New evidence against Trump made public

Evidence from an amended indictment against former President Donald Trump, regarding his actions in connection with the storming of the Capitol in 2021, has been made public.

This is according to a decision that Judge Tanya Chutkan in Washington DC made on Thursday. Chutkan rejected the Trump side’s request to hold the documents until after the presidential election, and on Friday they were released to the public, according to Politico.

The 1,889-page material is part of the redrafted federal indictment that special prosecutor Jack Smith filed last fall in light of the Supreme Court’s ruling that a president enjoys immunity from prosecution for official acts.

However, much of the material is heavily meshed, which means that the details that emerge are limited, according to BBC.

The case concerns Trump’s attempt to have the 2020 presidential election annulled and his actions on January 6, 2021, when Trump supporters staged a deadly storming of the US Capitol.

The material includes, among other things, transcribed court proceedings, interviews and speeches related to the case. Some of what has now been released is material that was already publicly available.

Trump is the Republican presidential candidate in the November 5 election. His lawyers argued that releasing the documents constituted electioneering. Chutkan, for his part, considered that the material is of high public interest and that it is electoral influence not to publish it.

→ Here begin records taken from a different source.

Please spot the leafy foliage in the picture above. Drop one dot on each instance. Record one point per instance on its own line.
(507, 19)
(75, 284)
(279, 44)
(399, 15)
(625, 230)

Facts: The storming of the Capitol and the indictment of Donald Trump

On January 6, 2021, members of the United States Congress gathered in the Capitol to count the electoral votes of the presidential election and formally designate Democrat Joe Biden as the winner and next president.

At the same time, tens of thousands of supporters of Donald Trump met nearby for a political mass meeting. There, Trump repeated his false claims of systematic voter fraud and claimed he was the real winner. He urged his supporters to go to Congress and “get the hell out of there.”

Parts of the crowd did as he said. The protests turned violent when hundreds of people stormed the Capitol, clashed with police, vandalized and entered one of the chambers.

Nine deaths can be linked to the storming, according to AP, and more than 700 charges have been filed. One of them is a federal indictment against Donald Trump. Special prosecutor Jack Smith has formulated four counts of indictment, including attempted fraud against the United States government, attempting to stop a public act and attempting to stop persons from exercising their constitutionally protected rights.

The indictment is considered the heaviest of the ongoing lawsuits against Trump, who denies all charges. If the ex-president is convicted, he risks a maximum of 20 years in prison.